Para cada acerto o Planalto tem produzido um erro. Se o bom senso tem levado a que se acumulem superávits primários nas contas públicas (sem contar os juros da dívida interna) acima da meta de 4,25% do PIB — única forma benigna de se resolver o problema da dívida — o outro governo Lula atua em sentido contrário e cria novas empresas estatais. Como revelou O GLOBO, o governo já fundou 34 estatais, num grave retrocesso na tendência de redução da presença do Estado na economia, iniciado no governo Sarney. O governo pode se defender alegando que muitas dessas empresas derivam da expansão da Petrobras. A questão é saber se todas seriam necessárias e se estão sendo utilizadas para os fins devidos. Pelo menos uma dessas subsidiárias da Petrobras, como se noticiou, foi utilizada para empregar um apaniguado do ainda ministro Luiz Gushiken.

Outra aberração é o Banco Popular, um apêndice do Banco do Brasil e que serviu apenas para abrigar um aparelho petista, produzir prejuízos e irrigar o caixa das agências de publicidade de Marcos Valério. Essa face de ambigüidades do governo fica ainda mais nítida quando, ao lado do êxito na luta contra a inflação — mesmo que se possa criticar alguma overdose nos juros básicos — se constata o crescimento constante dos gastos públicos primários. O fato é preocupante, até porque, faça-se justiça, trata-se de uma distorção herdada da gestão FH. Essas despesas, que em 1998 eram de 19,5% do PIB, chegaram a 21,6% em 2002 e este ano devem atingir 22% do PIB. Explica-se por que a carga tributária, que no início da era FH situava-se em aproximadamente 28% do PIB, atinge hoje 36%, índice asfixiante. Ou seja, o imprescindível superávit primário tem sido financiado pelo contribuinte e cortes nos investimentos públicos.

O governo se beneficia de uma conjuntura externa especial, em que o mundo cresce e o comércio se expande a altas taxas. Com isso, as exportações ajudam a puxar a economia interna, aumentando a arrecadação. No período de doze meses encerrado em julho, por exemplo, a Receita Federal arrecadou R$ 207,3 bilhões, uma expansão de 14% em termos reais.

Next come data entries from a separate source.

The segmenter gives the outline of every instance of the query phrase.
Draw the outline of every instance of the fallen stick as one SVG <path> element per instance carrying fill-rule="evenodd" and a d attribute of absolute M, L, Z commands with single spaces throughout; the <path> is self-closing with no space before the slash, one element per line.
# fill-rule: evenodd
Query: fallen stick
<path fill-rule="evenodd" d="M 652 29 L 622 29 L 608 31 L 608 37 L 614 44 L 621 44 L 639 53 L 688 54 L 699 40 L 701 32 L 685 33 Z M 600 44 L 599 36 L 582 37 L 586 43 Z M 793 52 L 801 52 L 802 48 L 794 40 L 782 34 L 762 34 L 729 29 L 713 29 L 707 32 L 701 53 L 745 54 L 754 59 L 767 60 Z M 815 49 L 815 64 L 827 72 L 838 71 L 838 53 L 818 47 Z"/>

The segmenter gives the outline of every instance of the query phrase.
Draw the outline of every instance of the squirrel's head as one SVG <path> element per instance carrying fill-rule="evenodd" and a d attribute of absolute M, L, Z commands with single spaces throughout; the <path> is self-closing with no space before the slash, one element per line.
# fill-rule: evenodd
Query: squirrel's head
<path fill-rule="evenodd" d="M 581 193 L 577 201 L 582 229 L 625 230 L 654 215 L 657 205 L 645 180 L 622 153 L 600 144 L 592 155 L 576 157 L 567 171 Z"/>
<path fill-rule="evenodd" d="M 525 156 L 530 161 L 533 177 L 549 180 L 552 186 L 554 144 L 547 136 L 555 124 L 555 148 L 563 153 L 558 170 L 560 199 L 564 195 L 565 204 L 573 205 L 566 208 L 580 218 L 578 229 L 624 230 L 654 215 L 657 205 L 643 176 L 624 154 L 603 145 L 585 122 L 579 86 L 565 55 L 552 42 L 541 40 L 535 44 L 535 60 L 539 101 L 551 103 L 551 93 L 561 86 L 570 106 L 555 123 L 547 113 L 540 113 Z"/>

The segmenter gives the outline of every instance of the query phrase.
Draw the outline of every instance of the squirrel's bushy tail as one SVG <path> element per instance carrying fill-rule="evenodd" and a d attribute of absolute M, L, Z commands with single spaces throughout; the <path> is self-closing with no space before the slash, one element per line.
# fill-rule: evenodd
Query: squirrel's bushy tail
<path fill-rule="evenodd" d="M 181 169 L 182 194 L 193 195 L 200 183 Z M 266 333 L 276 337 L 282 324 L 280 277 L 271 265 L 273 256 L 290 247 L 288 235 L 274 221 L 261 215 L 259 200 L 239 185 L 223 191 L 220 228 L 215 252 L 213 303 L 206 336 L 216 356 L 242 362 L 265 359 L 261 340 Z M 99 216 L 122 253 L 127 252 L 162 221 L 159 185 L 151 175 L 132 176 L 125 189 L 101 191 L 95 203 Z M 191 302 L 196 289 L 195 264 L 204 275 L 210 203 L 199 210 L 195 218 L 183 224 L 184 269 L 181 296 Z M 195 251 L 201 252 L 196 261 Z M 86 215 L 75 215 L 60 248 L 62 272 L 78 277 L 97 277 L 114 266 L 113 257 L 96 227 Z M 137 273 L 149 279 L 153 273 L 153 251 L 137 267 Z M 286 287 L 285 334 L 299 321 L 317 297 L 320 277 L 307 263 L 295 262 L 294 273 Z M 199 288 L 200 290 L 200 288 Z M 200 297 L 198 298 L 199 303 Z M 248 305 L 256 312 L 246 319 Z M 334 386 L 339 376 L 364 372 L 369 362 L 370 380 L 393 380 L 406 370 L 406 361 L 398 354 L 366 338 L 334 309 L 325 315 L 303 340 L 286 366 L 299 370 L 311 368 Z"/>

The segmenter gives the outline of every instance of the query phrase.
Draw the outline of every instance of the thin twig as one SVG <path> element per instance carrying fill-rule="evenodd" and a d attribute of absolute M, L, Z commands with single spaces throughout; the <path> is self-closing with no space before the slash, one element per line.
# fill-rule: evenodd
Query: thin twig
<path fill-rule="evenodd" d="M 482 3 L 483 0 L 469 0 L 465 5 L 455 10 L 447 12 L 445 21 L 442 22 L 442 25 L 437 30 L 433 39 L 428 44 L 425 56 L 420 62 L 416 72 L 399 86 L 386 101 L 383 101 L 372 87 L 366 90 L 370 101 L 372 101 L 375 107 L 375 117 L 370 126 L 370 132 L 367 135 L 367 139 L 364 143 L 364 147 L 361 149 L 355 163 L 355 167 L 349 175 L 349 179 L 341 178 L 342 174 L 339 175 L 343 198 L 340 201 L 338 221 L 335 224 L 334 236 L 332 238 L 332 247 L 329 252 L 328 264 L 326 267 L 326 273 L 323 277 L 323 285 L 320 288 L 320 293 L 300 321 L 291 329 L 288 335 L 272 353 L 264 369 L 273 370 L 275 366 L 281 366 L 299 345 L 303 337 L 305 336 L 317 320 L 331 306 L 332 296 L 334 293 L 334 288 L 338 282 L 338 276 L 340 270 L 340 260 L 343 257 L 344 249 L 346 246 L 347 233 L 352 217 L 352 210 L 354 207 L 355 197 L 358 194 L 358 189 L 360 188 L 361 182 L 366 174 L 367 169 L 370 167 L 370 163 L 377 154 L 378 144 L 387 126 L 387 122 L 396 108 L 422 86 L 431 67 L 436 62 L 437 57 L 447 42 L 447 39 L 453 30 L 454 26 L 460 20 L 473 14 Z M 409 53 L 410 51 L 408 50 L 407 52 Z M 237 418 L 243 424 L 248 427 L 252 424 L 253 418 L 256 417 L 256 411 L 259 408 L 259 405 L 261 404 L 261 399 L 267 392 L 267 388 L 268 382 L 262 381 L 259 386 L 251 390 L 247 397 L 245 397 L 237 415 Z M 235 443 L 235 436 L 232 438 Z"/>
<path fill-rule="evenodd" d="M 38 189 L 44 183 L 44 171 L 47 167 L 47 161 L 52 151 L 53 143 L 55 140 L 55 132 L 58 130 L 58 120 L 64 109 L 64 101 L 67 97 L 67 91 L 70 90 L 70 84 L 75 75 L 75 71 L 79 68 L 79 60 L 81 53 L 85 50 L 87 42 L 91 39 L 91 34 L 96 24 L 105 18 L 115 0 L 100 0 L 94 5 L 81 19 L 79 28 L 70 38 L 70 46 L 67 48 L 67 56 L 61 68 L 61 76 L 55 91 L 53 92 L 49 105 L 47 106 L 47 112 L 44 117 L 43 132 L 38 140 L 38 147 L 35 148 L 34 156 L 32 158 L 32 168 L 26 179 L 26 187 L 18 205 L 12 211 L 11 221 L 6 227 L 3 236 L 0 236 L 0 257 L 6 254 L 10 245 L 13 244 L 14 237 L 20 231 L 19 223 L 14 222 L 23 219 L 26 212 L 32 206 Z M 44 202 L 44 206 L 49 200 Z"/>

Não é segredo, esta conjuntura não será eterna. Haverá um momento em que Lula, ou quem estiver no Planalto, terá de optar por um desses dois tipos de governo: o perdulário e estatizante ou o que segue as regras da responsabilidade fiscal, e não as cartilhas de uma visão ideológica das décadas de 50 e 60, aposentada pela História.